Software Engineering for Self-Adaptive Systems III. Assurances PDF Author: Rogério de Lemos
Publisher: Springer
ISBN: 3319741837
Category : Computers
Languages : en
Pages : 435

Get Book

Book Description
A major challenge for modern software systems is to become more cost-effective, while being versatile, flexible, resilient, energy-efficient, customizable, and configurable when reacting to run-time changes that may occur within the system itself, its environment or requirements. One of the most promising approaches to achieving such properties is to equip the software system with self-adaptation capabilities. Despite recent advances in this area, one key aspect that remains to be tackled in depth is the provision of assurances. Originating from a Dagstuhl seminar held in December 2013, this book constitutes the third volume in the series “Software Engineering for Self-Adaptive Systems”, and looks specifically into the provision of assurances. Opening with an overview chapter on Research Challenges, the book presents 13 further chapters written and carefully reviewed by internationally leading researchers in the field. The book is divided into topical sections on research challenges, evaluation, integration and coordination, and reference architectures and platforms.

An Introduction to Self-adaptive Systems

An Introduction to Self-adaptive Systems PDF Author: Danny Weyns
Publisher: John Wiley & Sons
ISBN: 1119574943
Category : Technology & Engineering
Languages : en
Pages : 288

Get Book

Book Description
A concise and practical introduction to the foundations and engineering principles of self-adaptation Though it has recently gained significant momentum, the topic of self-adaptation remains largely under-addressed in academic and technical literature. This book changes that. Using a systematic and holistic approach, An Introduction to Self-adaptive Systems: A Contemporary Software Engineering Perspective provides readers with an accessible set of basic principles, engineering foundations, and applications of self-adaptation in software-intensive systems.

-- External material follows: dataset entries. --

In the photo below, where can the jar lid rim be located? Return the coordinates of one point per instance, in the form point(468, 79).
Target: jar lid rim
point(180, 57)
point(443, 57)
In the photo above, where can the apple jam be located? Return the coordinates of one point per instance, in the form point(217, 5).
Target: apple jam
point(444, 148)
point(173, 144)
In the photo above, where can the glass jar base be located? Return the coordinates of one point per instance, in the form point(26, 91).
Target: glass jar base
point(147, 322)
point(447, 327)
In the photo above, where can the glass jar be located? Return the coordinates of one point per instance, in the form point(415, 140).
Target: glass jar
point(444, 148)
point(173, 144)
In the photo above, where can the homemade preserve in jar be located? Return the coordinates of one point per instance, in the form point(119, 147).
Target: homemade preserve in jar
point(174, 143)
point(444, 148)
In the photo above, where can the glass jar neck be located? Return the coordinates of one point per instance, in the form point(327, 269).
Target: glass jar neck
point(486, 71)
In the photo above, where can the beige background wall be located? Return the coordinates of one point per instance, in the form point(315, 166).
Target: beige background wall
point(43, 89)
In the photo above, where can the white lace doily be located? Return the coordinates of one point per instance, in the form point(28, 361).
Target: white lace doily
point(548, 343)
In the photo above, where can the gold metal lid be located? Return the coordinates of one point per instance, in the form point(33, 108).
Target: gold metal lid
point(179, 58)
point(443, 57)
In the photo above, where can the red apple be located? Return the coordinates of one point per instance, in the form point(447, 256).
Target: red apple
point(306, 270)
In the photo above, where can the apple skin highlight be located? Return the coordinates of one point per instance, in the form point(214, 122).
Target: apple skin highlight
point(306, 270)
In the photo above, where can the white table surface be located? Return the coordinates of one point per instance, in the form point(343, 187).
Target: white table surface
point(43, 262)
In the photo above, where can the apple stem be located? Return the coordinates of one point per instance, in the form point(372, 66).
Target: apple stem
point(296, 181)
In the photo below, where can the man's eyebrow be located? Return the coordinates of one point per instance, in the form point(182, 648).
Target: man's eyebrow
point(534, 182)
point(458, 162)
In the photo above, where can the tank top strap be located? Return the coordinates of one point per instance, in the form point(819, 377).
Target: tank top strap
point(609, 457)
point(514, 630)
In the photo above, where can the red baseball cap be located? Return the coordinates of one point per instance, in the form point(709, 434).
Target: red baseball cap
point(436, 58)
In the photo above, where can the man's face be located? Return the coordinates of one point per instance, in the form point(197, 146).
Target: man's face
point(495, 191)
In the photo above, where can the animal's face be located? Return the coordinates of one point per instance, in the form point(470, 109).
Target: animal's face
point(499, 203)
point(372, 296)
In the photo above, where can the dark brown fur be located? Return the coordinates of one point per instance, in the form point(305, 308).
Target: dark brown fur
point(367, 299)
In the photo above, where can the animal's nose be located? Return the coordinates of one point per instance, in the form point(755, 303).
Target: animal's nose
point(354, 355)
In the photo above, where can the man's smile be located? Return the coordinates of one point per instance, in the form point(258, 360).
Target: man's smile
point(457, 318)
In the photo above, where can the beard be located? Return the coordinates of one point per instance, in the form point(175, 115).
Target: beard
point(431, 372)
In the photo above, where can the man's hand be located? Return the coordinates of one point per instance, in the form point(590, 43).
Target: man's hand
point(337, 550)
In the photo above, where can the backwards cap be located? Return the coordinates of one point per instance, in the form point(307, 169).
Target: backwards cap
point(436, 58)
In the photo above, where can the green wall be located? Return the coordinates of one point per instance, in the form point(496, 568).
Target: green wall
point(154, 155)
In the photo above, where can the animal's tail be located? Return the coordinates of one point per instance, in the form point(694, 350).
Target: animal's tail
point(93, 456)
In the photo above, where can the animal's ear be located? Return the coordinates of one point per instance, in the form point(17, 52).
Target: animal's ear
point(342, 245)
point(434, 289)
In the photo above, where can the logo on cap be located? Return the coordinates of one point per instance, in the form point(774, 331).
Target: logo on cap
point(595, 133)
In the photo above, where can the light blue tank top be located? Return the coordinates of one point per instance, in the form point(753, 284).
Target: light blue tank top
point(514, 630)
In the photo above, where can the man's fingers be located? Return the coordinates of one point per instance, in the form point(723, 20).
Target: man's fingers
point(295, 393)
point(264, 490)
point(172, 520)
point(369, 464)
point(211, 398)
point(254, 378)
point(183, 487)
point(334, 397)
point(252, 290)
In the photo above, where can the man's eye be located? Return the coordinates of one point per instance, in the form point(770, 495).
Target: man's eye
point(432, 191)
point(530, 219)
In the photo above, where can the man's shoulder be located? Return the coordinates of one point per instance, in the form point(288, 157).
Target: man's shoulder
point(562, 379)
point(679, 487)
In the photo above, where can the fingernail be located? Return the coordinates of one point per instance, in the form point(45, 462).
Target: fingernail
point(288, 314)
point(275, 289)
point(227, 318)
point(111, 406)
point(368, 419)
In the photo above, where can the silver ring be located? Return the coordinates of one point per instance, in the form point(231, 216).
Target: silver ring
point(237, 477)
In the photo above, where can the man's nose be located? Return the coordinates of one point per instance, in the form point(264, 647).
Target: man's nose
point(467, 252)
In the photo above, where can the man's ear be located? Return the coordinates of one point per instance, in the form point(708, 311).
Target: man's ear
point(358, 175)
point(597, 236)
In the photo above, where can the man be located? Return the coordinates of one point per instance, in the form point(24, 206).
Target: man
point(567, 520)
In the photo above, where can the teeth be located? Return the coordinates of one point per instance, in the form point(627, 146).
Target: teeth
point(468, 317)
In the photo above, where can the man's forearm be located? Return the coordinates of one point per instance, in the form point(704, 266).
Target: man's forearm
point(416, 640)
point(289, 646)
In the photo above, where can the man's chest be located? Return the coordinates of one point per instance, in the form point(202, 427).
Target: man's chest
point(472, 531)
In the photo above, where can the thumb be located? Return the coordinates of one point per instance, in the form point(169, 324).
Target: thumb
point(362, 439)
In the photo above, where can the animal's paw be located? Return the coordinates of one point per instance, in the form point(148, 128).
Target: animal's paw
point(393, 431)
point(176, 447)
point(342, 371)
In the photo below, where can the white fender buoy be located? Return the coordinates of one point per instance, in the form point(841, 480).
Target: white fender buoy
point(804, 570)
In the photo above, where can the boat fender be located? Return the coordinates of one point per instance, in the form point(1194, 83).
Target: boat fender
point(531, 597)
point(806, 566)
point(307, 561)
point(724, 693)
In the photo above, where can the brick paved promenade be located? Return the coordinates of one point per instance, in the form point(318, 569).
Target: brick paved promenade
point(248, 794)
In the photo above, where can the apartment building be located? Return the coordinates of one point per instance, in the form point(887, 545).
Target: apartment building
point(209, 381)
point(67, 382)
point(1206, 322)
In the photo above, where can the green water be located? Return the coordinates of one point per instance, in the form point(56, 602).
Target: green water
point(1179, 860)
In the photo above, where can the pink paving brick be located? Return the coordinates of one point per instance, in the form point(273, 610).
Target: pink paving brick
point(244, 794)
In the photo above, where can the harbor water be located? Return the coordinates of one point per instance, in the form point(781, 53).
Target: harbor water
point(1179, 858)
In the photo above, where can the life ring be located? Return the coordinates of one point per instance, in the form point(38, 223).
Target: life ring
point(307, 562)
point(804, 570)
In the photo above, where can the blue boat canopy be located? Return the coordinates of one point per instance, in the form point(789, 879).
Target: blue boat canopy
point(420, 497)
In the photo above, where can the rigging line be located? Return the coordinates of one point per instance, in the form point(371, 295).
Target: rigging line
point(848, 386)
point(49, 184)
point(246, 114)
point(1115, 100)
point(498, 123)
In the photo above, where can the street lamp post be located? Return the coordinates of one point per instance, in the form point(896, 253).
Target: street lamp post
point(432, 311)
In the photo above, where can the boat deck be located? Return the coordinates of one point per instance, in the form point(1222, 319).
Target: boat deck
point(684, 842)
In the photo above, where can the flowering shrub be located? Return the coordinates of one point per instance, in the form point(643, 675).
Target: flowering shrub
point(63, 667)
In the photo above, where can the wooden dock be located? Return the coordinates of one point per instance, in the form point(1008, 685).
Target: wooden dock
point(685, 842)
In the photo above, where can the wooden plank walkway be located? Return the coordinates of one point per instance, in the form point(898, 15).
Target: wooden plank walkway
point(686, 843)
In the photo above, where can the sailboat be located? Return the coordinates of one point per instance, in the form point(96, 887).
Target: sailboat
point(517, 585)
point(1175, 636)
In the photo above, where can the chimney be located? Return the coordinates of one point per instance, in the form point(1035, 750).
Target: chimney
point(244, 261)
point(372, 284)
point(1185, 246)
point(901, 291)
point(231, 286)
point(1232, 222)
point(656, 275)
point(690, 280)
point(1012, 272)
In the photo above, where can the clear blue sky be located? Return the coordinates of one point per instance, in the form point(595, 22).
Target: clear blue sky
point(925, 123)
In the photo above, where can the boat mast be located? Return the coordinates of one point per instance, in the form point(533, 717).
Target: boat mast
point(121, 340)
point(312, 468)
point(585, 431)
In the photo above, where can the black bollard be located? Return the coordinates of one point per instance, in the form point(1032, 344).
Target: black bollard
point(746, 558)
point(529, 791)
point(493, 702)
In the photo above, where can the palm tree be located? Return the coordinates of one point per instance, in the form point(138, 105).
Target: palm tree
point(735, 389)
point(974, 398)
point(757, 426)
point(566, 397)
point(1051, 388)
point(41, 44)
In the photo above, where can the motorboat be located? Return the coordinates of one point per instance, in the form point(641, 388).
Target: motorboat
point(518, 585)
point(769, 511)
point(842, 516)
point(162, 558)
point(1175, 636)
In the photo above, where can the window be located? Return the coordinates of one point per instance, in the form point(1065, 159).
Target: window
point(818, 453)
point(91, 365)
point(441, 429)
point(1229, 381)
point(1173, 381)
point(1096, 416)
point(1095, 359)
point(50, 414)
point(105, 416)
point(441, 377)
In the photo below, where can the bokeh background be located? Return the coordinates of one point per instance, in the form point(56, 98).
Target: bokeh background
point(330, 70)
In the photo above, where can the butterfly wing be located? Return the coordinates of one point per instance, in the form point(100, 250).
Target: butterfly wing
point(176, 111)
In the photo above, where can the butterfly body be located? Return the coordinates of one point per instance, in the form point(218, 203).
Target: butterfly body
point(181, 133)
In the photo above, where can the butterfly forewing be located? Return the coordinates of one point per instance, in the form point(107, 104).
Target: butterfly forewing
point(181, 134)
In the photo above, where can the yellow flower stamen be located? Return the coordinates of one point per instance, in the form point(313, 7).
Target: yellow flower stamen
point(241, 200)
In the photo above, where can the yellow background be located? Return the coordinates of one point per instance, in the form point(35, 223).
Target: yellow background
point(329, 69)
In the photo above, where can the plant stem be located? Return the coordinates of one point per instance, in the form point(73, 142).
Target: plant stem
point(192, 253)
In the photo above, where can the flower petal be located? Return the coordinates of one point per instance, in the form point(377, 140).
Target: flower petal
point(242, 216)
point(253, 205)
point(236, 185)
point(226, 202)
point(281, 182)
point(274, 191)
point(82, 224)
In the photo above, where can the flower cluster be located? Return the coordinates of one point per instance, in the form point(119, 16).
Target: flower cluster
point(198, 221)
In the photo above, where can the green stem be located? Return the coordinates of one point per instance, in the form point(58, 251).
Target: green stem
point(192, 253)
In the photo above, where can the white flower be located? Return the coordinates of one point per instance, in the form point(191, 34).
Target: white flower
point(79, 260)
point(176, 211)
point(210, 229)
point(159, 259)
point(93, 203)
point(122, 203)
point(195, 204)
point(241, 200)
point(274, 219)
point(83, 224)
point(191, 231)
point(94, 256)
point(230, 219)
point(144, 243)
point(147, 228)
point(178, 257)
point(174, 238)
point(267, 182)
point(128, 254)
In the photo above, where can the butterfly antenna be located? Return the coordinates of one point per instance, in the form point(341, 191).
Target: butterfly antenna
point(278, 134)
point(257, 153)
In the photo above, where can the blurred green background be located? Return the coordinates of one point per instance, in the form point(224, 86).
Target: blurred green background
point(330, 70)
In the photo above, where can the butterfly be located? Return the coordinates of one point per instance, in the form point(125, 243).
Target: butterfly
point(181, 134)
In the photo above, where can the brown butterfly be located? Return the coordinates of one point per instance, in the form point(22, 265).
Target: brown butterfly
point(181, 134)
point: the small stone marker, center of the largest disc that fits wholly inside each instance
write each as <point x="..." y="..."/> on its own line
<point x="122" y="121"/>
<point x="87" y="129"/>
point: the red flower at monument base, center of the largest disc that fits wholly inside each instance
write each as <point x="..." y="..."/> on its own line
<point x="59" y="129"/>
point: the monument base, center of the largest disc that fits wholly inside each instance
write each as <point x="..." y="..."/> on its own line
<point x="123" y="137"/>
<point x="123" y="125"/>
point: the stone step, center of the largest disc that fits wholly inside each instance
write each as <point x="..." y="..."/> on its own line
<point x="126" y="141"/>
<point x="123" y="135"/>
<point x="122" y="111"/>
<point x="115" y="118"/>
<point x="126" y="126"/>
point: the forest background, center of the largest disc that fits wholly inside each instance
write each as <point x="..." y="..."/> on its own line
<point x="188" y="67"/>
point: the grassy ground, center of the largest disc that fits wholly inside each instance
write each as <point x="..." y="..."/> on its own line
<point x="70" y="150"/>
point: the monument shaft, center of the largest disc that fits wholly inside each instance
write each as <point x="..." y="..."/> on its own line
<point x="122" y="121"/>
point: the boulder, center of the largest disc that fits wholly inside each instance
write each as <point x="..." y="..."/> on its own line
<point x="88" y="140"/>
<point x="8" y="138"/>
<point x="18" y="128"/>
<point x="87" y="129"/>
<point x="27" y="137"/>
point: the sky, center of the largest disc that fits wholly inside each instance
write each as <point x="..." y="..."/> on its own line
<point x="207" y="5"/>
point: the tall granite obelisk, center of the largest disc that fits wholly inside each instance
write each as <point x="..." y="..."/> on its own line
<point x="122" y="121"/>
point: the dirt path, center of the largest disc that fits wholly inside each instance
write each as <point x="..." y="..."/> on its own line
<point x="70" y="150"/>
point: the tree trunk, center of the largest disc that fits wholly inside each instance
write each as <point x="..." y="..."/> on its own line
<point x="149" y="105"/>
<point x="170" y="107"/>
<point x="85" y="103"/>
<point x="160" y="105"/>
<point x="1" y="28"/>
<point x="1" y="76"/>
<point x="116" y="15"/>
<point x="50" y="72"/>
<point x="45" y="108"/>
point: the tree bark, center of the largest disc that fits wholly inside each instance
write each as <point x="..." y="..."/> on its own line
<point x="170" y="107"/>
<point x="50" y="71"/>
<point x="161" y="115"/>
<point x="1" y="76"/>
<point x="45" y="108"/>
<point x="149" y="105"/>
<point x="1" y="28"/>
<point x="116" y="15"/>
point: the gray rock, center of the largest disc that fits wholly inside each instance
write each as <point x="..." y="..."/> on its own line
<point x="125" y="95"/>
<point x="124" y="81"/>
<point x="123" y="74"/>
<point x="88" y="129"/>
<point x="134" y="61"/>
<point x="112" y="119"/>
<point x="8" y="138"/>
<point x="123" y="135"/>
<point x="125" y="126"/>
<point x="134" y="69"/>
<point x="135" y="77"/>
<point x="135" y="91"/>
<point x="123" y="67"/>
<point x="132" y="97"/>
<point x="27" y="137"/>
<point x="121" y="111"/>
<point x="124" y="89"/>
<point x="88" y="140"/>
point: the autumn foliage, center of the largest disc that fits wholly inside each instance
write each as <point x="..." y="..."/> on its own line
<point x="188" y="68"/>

It places self-adaptation in the context of techniques like uncertainty management, feedback control, online reasoning, and machine learning while acknowledging the growing consensus in the software engineering community that self-adaptation will be a crucial enabling feature in tackling the challenges of new, emerging, and future systems. The author combines cutting-edge technical research with basic principles and real-world insights to create a practical and strategically effective guide to self-adaptation. He includes features such as: An analysis of the foundational engineering principles and applications of self-adaptation in different domains, including the Internet-of-Things, cloud computing, and cyber-physical systems End-of-chapter exercises at four different levels of complexity and difficulty An accompanying author-hosted website with slides, selected exercises and solutions, models, and code Perfect for researchers, students, teachers, industry leaders, and practitioners in fields that directly or peripherally involve software engineering, as well as those in academia involved in a class on self-adaptivity, this book belongs on the shelves of anyone with an interest in the future of software and its engineering.

Stochastic Systems

Stochastic Systems PDF Author: P. R. Kumar
Publisher: SIAM
ISBN: 1611974259
Category : Mathematics
Languages : en
Pages : 371

Get Book

Book Description
Since its origins in the 1940s, the subject of decision making under uncertainty has grown into a diversified area with application in several branches of engineering and in those areas of the social sciences concerned with policy analysis and prescription. These approaches required a computing capacity too expensive for the time, until the ability to collect and process huge quantities of data engendered an explosion of work in the area. This book provides succinct and rigorous treatment of the foundations of stochastic control; a unified approach to filtering, estimation, prediction, and stochastic and adaptive control; and the conceptual framework necessary to understand current trends in stochastic control, data mining, machine learning, and robotics.